C’est surtout contre le principe même du PPP que ces trois anciens soixante-huitards s’élèvent. « Éduquer des enfants, n’est-ce pas légitime de s’endetter pour cela ? », questionne faussement Alain Beitone. Outre le loyer que devra verser la mairie pendant 25 ans, l’après-travaux soulève aussi des questions de logistique. « Dans le cadre d’une MOP, l’utilisateur s’adresse à l’élu de secteur en cas de problème. Mais là, à quelle porte il faudra frapper ? », s’inquiète Gérard Perrier. Dans les termes du contrat, le partenaire privé reste en effet garant de l’entretien de l’école.

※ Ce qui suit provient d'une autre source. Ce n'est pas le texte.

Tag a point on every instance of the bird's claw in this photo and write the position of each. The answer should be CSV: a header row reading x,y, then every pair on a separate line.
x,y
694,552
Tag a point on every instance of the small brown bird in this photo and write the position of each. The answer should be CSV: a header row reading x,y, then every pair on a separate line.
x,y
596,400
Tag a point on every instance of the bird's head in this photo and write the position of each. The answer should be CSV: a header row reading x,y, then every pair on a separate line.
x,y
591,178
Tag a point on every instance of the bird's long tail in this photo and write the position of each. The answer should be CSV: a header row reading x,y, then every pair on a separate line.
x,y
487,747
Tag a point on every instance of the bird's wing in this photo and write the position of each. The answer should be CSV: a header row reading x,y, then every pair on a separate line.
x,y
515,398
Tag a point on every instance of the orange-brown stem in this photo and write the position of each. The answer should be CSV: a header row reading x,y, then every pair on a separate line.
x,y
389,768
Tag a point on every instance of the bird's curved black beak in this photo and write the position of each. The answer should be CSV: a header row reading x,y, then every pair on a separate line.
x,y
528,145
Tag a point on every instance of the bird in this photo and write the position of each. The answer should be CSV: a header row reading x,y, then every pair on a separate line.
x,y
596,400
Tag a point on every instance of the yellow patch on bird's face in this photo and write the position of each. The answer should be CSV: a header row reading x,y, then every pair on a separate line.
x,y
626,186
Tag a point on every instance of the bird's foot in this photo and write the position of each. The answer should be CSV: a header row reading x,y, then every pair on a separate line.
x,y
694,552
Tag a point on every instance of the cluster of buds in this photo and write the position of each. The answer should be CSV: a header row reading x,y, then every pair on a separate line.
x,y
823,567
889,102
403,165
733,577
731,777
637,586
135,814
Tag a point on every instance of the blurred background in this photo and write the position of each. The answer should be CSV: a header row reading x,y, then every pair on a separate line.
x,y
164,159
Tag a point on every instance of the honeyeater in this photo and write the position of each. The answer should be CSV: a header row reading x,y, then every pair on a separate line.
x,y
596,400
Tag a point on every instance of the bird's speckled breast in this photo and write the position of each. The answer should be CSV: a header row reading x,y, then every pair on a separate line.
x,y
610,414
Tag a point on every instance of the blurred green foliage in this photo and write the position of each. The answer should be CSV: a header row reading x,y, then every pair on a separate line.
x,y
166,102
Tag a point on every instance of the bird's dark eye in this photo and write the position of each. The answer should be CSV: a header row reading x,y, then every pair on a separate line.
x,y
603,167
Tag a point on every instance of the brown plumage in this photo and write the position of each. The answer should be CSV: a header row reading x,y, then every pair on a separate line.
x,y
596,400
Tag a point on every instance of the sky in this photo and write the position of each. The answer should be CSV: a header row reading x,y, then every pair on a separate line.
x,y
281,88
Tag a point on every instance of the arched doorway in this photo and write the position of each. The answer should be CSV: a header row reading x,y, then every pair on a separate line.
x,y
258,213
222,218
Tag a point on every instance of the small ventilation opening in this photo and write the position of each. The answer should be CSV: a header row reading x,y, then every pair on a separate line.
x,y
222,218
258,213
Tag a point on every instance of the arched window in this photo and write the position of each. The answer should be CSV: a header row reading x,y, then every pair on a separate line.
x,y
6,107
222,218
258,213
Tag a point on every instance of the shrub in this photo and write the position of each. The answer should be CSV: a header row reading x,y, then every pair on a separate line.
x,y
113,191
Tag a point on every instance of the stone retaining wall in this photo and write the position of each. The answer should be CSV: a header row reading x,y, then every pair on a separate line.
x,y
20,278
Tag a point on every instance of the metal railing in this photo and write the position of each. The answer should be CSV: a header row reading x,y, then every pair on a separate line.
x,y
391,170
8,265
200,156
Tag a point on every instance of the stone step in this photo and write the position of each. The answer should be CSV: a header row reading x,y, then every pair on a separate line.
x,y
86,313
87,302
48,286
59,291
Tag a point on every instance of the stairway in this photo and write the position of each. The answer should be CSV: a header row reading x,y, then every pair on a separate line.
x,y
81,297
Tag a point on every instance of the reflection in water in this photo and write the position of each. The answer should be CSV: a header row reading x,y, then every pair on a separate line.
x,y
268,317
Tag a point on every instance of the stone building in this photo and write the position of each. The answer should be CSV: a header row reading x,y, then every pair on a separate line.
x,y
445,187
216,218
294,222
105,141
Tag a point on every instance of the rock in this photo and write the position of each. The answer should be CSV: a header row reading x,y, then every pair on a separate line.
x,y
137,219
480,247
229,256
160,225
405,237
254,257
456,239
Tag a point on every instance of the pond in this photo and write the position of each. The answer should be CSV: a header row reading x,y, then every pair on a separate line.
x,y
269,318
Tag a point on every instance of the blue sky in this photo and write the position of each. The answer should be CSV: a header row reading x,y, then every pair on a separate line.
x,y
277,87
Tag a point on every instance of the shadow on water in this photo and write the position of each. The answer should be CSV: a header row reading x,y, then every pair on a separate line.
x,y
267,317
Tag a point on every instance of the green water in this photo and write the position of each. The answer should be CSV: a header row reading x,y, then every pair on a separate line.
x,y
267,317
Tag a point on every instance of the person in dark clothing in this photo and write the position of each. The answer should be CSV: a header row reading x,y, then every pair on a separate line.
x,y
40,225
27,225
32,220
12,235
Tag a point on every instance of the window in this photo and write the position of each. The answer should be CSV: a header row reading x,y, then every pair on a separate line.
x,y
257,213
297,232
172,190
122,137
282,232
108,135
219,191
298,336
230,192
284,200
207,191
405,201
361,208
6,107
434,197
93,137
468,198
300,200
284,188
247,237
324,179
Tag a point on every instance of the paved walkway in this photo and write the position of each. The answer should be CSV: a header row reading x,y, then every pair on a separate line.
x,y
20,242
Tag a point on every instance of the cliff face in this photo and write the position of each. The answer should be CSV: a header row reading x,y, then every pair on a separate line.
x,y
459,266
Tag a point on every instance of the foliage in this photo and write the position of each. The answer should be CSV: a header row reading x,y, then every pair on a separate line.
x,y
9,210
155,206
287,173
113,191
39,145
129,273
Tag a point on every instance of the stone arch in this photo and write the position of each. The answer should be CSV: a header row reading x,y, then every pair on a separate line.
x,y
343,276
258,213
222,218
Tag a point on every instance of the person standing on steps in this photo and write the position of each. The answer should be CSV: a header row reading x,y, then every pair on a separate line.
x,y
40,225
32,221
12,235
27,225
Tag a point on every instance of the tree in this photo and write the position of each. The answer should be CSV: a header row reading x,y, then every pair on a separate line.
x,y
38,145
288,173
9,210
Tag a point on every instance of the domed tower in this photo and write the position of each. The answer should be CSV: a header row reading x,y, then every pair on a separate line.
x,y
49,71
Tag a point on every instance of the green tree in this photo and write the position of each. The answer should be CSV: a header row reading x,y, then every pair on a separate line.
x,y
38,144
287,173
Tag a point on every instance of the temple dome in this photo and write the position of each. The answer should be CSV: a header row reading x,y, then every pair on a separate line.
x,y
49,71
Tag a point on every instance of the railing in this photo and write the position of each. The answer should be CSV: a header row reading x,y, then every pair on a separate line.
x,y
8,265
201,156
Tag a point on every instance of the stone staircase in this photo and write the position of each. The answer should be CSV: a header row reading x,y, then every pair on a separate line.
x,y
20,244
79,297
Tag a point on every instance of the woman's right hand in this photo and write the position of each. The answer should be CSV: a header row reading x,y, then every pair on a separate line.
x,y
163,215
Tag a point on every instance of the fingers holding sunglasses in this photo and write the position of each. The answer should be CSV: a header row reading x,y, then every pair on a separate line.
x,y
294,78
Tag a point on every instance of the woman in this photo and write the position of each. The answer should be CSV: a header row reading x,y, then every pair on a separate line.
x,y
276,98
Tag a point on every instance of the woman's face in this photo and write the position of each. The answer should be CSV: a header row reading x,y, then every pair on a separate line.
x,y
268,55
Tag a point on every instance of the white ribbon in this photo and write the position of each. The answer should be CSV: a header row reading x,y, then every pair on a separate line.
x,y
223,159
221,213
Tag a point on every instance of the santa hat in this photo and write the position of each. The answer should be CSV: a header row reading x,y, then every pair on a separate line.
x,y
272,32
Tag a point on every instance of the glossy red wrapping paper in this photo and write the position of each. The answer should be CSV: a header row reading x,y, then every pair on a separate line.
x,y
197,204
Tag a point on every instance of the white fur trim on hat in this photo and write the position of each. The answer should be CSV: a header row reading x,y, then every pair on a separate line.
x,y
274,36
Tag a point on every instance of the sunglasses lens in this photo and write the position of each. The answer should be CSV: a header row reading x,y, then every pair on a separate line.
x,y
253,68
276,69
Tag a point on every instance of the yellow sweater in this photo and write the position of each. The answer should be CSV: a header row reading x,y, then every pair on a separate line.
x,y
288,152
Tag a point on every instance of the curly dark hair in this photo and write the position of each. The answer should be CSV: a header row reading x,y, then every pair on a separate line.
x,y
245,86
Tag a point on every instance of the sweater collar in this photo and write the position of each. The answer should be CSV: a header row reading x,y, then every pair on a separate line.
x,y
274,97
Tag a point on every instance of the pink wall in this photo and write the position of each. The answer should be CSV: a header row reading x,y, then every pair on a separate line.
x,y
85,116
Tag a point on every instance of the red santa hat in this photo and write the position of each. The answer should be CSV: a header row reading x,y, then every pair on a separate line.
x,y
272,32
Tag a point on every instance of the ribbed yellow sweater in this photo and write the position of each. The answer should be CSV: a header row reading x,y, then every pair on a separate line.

Depuis février, Alain Beitone, Gérard Perrier et Christian Bruschi participent à des réunions avec une intersyndicale d’enseignants (SNUi-FSU, CGT, SUD, UNSA et CFDT) et une association de parents d’élèves (MPE13). Le 19 janvier dernier, jour de conseil municipal, plusieurs dizaines d’entre eux se sont rendus devant la mairie. Ils y ont distribué des tracts ainsi qu’une lettre adressée aux élus et titrée « l’école publique n’est pas à vendre ».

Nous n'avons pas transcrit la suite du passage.